Gros plan d'une petite chauve-souris brune, la tête couverte de grains de pollen blancs, tenue dans des mains humaines à côté d'une fleur de Merremia platyphylla vert pâle et blanche. Son pelage foncé contraste avec le pollen blanc poussiéreux qui recouvre son visage et sa tête, témoignant de son rôle de pollinisateur efficace.
L'une des chauves-souris capturées lors de l'étude, la tête couverte de pollen. Photo de Victor Rosas-Guerrero.

Les expériences de pollinisation ont révélé un point crucial : la plante ne peut se polliniser elle-même, même avec l'aide humaine. Elle a besoin de la présence d'animaux pour produire des fruits. La pollinisation croisée manuelle a permis d'obtenir la plus forte nouaison (80 %), suivie par les visiteurs nocturnes comme les chauves-souris (50 %), puis les visiteurs diurnes comme les colibris (24 %). Ces résultats suggèrent que Merremia platyphylla repose sur une stratégie de pollinisation mixte : les chauves-souris sont ses principaux pollinisateurs, mais les colibris peuvent intervenir lorsque les chauves-souris se font rares. Cette flexibilité n'est pas seulement une astuce ; elle pourrait être essentielle à la survie dans un monde en rapide évolution.
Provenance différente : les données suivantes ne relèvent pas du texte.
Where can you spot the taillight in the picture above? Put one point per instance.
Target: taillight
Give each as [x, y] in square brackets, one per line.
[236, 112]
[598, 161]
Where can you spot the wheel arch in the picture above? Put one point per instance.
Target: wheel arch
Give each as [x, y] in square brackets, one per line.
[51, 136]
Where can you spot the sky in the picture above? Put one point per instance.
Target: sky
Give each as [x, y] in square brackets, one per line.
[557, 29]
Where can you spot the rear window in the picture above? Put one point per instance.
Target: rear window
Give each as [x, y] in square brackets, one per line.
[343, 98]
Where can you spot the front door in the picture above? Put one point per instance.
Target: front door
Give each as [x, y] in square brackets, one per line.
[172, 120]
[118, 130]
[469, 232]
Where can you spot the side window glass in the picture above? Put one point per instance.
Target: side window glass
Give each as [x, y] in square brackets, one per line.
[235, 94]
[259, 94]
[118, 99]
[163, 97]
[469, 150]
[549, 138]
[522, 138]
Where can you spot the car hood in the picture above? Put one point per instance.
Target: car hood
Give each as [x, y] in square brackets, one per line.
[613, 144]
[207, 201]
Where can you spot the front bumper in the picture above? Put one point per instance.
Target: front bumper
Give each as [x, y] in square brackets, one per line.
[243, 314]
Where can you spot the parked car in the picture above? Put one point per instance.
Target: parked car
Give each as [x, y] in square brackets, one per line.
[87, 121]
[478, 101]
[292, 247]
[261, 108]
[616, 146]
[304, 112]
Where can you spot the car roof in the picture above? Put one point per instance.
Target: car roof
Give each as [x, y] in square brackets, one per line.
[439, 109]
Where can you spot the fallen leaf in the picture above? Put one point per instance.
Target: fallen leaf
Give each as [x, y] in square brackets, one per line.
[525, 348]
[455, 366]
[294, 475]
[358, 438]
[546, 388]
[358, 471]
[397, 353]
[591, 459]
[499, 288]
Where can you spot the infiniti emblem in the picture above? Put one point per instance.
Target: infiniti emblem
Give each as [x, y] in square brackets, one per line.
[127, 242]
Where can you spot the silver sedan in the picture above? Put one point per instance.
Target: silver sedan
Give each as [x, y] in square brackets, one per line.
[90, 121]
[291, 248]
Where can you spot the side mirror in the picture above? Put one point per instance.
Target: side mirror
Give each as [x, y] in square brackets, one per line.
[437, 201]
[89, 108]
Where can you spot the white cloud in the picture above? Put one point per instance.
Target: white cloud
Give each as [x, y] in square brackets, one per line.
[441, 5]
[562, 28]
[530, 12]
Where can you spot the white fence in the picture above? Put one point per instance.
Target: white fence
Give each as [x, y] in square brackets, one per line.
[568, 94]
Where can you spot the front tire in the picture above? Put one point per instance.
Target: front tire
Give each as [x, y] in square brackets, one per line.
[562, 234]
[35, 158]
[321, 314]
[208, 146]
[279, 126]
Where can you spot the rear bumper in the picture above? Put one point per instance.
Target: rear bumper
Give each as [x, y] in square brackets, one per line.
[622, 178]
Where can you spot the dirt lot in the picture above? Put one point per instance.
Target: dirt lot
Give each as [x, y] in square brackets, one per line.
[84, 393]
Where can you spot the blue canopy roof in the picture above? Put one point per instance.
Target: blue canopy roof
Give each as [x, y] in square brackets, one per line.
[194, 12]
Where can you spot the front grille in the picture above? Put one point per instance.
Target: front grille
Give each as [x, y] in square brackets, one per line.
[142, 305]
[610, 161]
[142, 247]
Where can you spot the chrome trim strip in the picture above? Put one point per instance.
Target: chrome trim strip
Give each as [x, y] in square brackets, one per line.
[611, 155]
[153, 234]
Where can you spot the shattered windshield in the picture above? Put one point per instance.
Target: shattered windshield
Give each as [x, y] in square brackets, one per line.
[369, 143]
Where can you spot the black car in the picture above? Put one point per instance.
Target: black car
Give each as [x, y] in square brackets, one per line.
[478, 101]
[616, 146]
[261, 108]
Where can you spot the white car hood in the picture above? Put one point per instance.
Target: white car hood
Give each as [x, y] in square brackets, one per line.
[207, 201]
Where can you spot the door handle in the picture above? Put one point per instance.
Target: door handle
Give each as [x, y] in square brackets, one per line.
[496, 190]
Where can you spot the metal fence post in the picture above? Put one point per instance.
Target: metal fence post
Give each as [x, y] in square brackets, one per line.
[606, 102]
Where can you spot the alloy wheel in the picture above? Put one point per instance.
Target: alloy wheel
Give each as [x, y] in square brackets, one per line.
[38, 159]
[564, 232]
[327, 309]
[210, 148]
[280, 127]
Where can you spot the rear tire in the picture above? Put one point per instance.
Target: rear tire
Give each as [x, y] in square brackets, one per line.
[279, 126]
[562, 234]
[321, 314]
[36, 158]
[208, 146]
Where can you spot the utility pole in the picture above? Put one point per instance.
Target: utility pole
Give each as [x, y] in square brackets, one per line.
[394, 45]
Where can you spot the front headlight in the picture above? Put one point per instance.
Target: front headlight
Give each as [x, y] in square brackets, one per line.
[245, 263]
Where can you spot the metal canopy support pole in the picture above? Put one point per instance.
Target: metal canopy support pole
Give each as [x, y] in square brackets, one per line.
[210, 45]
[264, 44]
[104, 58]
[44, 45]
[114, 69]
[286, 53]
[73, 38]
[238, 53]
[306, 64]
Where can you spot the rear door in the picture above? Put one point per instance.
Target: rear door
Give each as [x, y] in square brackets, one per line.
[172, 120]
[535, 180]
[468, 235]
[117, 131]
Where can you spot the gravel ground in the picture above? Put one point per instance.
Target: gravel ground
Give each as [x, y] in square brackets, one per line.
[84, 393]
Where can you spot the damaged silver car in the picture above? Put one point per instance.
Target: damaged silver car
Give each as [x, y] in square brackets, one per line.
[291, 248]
À mesure que les pollinisateurs disparaissent ou modifient leur aire de répartition en raison de la perte d'habitat et du changement climatique, des plantes comme Merremia platyphylla nous rappellent que la résilience ne réside souvent pas dans la spécialisation mais dans la capacité à s’adapter.

LIRE L'ARTICLE:

Medina, E., Rosas-Guerrero, V., Lara, C., Martínez-Díaz, Y. et Cuevas, E. (2025). Premier enregistrement de pollinisation par les chauves-souris en Merremia (Convolvulaceae). Biologie végétale. https://doi.org/10.1111/plb.70016

Victor HD Silva est un biologiste passionné par les processus qui façonnent les interactions entre plantes et pollinisateurs. Il s'intéresse actuellement à la compréhension de l'influence de l'urbanisation sur ces interactions et à la manière de rendre les espaces verts urbains plus propices aux pollinisateurs. Pour plus d'informations, suivez-le sur ResearchGate. Victor HD Silva.

Traduction portugaise par Victor HD Silva.

Photo de couverture de Victor Rosas-Guerrero.